Le moment de la vérité approche pour l’Europe et Erdogan

« Le point culminant de la crise est passé », a déclaré le Secrétaire d’État à l’Asile et à la Migration Theo Francken (N-VA). En mars, notre pays a enregistré l’afflux le plus bas de demandeurs d’asile en sept ans. « L’accord avec la Turquie fait une différence ».

Le 18 mars, l’Union européenne et la Turquie ont conclu un accord qui doit permettre à l’UE de mettre fin à la migration illégale. Les migrants qui arrivent dans les îles grecques sont renvoyés vers la Turquie. En échange, les pays de l’UE accueillent autant de réfugiés syriens de camps turcs que de personnes rapatriées. L’Europe espère ainsi déstabiliser le « business model » des trafiquants d’humains.

La Turquie a négocié durement avec l’UE. Pour l’Europe, l’argent était le moindre problème : la Turquie a demandé et reçu deux fois plus que les 3 milliards d’euros déjà accordés pour l’accueil de réfugiés. En revanche, la relance des négociations d’entrée de La Turquie dans l’UE et surtout l’exigence de laisser les citoyens turcs voyager sans visa vers l’UE à partir du mois de juin sont plus problématiques. Pour obtenir cette demande, la Turquie doit remplir 72 conditions. Certaines sont plutôt techniques, telles que l’édition d’un passeport biométrique, d’autres sont liées au respect des droits de l’homme et c’est là que le bât blesse.

La Turquie est dirigée par le président Recep Tayyip Erdogan, dont la soif de pouvoir et le caractère autoritaire se dessinent de plus en plus. Comme l’explique l’expert Armand Sag, il est devenu « un sultan moderne qui ne se laisse pas marcher sur les pieds ». Il n’hésite pas à s’en prendre à tous ceux qui le critiquent. Depuis qu’Erdogan a accédé à la présidence il y a deux ans, il y a eu au moins deux mille plaintes pour calomnie, diffamation et insulte à l’adresse du président.

Erdogan est non seulement susceptible, il a aussi le bras long. La semaine dernière, son administration a demandé au consulat turc de Rotterdam de lui signaler les noms de tous ceux qui tiennent des propos « diffamatoires » ou « insultants ». Le week-end dernier, une journaliste néerlandaise d’origine turque a été arrêtée en Turquie. Ce sont là deux exemples récents d’une liste d’incidents qui illustrent à quel point Erdogan se sent tout-puissant.

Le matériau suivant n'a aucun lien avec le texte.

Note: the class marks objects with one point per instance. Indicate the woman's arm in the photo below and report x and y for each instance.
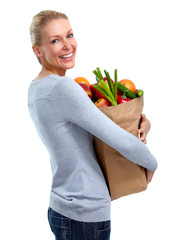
(144, 128)
(73, 105)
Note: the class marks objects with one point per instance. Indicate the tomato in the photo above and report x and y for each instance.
(128, 84)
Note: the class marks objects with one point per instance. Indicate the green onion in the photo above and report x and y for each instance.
(115, 84)
(109, 81)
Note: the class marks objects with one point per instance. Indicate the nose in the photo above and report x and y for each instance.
(66, 44)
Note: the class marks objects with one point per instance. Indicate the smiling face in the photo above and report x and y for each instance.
(58, 46)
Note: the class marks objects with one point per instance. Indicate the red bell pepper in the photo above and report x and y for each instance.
(123, 98)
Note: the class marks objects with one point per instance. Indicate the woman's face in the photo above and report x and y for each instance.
(58, 47)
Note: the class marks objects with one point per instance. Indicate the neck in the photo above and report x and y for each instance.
(47, 71)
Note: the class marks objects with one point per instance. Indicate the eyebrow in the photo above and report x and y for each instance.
(59, 35)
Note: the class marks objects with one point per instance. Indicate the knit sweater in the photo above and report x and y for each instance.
(66, 120)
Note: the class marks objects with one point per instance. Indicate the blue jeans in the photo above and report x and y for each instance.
(67, 229)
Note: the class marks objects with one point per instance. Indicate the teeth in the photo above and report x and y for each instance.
(69, 55)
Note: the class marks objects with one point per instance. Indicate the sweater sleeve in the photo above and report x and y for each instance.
(75, 106)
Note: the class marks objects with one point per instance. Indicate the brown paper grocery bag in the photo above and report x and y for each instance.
(122, 176)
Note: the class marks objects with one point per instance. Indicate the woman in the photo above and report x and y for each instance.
(63, 116)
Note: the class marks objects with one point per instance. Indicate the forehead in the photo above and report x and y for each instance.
(56, 27)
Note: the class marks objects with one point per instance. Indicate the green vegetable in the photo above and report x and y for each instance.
(139, 92)
(115, 84)
(107, 91)
(129, 93)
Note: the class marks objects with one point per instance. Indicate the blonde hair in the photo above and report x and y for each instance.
(39, 21)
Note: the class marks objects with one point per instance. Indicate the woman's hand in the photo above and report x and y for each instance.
(144, 128)
(149, 175)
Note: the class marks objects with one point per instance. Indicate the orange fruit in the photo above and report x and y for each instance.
(128, 84)
(82, 80)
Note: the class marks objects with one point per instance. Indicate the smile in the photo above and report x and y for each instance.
(67, 56)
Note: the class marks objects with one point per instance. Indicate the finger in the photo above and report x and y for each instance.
(143, 116)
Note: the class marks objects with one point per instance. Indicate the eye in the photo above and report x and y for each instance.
(70, 35)
(55, 41)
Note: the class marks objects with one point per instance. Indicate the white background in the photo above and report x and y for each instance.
(143, 40)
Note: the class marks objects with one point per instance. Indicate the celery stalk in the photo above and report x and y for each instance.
(115, 85)
(108, 91)
(99, 73)
(109, 81)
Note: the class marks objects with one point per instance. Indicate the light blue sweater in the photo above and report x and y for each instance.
(66, 120)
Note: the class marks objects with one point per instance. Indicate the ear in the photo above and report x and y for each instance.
(37, 51)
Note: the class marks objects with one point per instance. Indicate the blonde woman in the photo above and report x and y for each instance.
(63, 116)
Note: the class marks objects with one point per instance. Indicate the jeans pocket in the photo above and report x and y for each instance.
(104, 230)
(60, 225)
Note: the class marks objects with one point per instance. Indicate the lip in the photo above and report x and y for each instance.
(67, 56)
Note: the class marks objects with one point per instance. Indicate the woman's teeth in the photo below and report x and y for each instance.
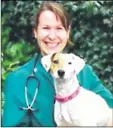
(52, 45)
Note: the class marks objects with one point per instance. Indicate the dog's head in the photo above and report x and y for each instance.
(62, 65)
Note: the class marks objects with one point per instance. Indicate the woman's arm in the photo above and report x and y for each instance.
(89, 80)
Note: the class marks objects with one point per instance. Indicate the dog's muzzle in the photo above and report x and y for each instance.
(61, 73)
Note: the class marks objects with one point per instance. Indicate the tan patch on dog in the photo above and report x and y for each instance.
(57, 61)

Les leaders européens aiment se faire bien voir par Erdogan. Pour eux, la Turquie détient la clé de la solution du problème de réfugiés. Par conséquent, on n’a pas regardé de près la façon dont la Turquie applique les valeurs européennes telles que la liberté de la presse et les droits de l’homme. Les leaders européens se sont inclinés profondément devant le président turc. Et l’Europe se prononce à peine sur l’attitude douteuse de la Turquie par rapport à l’état islamique ou sur la lutte sanglante de l’armée turque contre le PKK kurde dans le sud-est de la Turquie.

Le moment de la vérite approche pour l’Europe et Erdogan

Entre-temps, le moment de la vérité approche, tant pour l’Europe que pour Erdogan: la Turquie remplit-elle les conditions pour que ses ressortissants entrent dans l’UE sans visa à partir de juin ? Beaucoup de leaders d’Europe (occidentale) frémissent à cette pensée. « Il n’est pas impensable qu’un grand nombre de Kurdes turcs demandent asile ici », a déclaré Francken. Il craint une nouvelle crise d’asile. C’est également l’une des raisons pour lesquelles des pays, dont la Belgique, ont déjà fait savoir qu’ils ne se montreront pas souples quand on évaluera le mois prochain si la Turquie remplit les 72 conditions imposées.

La Turquie estime que cette attitude est injuste et même « humiliante ». Elle menace de renoncer à l’accord du 18 mars sur l’accueil des réfugiés. Cela signifierait que le flux de réfugiés venu de Syrie reprendrait, ce que ne souhaite aucun leader européen.

La crise de l’asile reste l’un des problèmes majeurs de l’Europe, même si Francken a déclaré que le point culminant était passé. Si l’Europe ne réussit pas à maîtriser correctement le flux de réfugiés, le scénario qui s’est déroulé le week-end dernier en Autriche risque de se répéter dans de nombreux pays : le FPÖ, le parti d’extrême droite autrichien, a remporté le premier tour de l’élection présidentielle et les partis traditionnels ont été rayés de la carte. C’est le prix que paie l’Europe pour ses atermoiements et l’absence d’une politique de réfugiés.